Si, sono bolle temporali. A volte scrivo cose come fossero quasi recitate, ad esempio Se quasi verrei; altre volte fin troppo classiche, come Guapa Morena. A me ultimamente piace molto Cherie, perché è un insieme di cose: lei esiste veramente, è un’amica parigina che ho rivisto dopo tanti anni. I primi versi li ha scritti un amico che voleva a tutti i costi scrivere qualcosa per me. Non pago, poi, è nata in un periodo in cui prendevo davvero un mucchio di multe. Si passa da qualche delirio personale, ad istanti di vita che segnano, come Professore, una canzone scritta in un periodo molto triste della mia vita, mentre facevo le notti in ospedale al capezzale di mio padre e in quel periodo, peraltro, anche io insegnavo. Sì, ogni canzonie è una storia a sé.

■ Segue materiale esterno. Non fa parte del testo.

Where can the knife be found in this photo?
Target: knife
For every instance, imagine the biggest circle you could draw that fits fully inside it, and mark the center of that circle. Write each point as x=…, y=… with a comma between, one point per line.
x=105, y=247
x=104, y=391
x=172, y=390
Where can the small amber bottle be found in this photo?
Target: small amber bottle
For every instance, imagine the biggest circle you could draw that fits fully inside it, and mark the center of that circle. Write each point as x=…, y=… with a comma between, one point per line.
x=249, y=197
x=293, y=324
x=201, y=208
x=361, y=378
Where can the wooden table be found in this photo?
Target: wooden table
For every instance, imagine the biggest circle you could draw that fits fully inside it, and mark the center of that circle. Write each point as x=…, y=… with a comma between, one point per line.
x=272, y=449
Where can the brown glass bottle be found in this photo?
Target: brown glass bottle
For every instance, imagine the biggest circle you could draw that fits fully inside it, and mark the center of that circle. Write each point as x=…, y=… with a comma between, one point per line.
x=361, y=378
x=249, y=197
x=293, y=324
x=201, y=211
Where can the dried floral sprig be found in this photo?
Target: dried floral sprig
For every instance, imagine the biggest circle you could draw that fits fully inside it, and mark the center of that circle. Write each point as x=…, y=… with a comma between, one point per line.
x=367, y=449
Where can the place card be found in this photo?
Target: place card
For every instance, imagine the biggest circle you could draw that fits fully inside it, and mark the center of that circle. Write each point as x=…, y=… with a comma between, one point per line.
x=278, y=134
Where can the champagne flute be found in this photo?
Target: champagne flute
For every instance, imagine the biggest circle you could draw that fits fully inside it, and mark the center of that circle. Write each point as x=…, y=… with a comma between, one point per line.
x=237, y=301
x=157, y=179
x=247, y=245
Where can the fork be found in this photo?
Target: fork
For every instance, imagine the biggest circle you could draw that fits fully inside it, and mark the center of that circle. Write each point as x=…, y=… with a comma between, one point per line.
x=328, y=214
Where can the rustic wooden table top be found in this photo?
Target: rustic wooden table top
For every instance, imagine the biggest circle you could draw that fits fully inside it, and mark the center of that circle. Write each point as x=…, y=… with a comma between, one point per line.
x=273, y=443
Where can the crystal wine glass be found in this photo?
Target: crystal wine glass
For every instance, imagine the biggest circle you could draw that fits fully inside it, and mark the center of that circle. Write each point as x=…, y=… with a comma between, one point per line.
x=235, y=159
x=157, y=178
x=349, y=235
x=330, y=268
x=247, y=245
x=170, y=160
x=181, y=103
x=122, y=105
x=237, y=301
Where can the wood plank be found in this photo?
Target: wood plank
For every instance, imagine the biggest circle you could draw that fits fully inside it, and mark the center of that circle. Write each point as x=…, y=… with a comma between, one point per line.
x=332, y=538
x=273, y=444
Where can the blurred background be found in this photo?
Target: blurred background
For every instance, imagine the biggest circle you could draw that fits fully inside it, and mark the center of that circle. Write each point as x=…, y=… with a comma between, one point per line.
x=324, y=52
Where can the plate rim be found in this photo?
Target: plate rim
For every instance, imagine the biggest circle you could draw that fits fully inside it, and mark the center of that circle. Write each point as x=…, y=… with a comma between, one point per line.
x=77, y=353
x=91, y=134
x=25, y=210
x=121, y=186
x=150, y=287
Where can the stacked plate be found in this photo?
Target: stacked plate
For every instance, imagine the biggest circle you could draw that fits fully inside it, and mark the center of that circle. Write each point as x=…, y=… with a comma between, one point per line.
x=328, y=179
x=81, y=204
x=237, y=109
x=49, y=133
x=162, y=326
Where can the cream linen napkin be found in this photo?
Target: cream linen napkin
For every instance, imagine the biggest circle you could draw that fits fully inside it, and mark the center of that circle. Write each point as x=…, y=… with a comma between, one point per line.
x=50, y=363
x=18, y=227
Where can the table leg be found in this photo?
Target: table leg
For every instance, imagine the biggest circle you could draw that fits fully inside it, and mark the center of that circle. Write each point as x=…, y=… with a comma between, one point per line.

Che si fa ora, Bob? I prossimi progetti? Vale anche la pensione…

Intanto, il 19 giugno alle 19, in centro a Bologna, alle Librerie Coop Ambasciatori di via Orefici 19 – vedi che mi piacciono i tormentoni – presenteremo Tutto qui. La location è perfetta, perché potremo suonare dal vivo: io sarò al pianoforte e mi accompagneranno Andrea Poltronieri al sax e Camilla Missio al contrabbasso.
Poi farò una piccola parte in una serie tv che gireremo in provincia di Reggio Emilia, a Gualtieri: La Guerra è finita, di Michele Soavi, prodotta da Palomar.
Il personaggio che farò è un uomo un po’ burbero, insolito rispetto ai ruoli che solitamente interpreto; il prete, il bonaccione, l’amico arrendevole. Ne “La pazza gioia” facevo il marito ancora innamorato della ex moglie che si fa manipolare…

I personaggi che hai interpretato come attore in carriera, hanno mai influenzato l’uomo di tutti i giorni?

Mi sono accorto dopo, facendo proprio quel ruolo, magari l’ex marito sottomesso, che non a caso anche io avevo un’indole un po’ “maso” in certi momenti. Ne “La pazza gioia” appunto, ero perso per Valeria Bruni Tedeschi e poi pochi mesi dopo, mi sono realmente schiantato per una donna; sono andato in frantumi come nel film. Quando Paolo Virzì mi ha raccontato il personaggio, non mi sono accorto subito che probabilmente ero io: non mi hanno influenzato i ruoli, probabilmente mi sceglievano perché io ero un po’ così.

Da cercare, ascoltare, comprare. Tutto qui.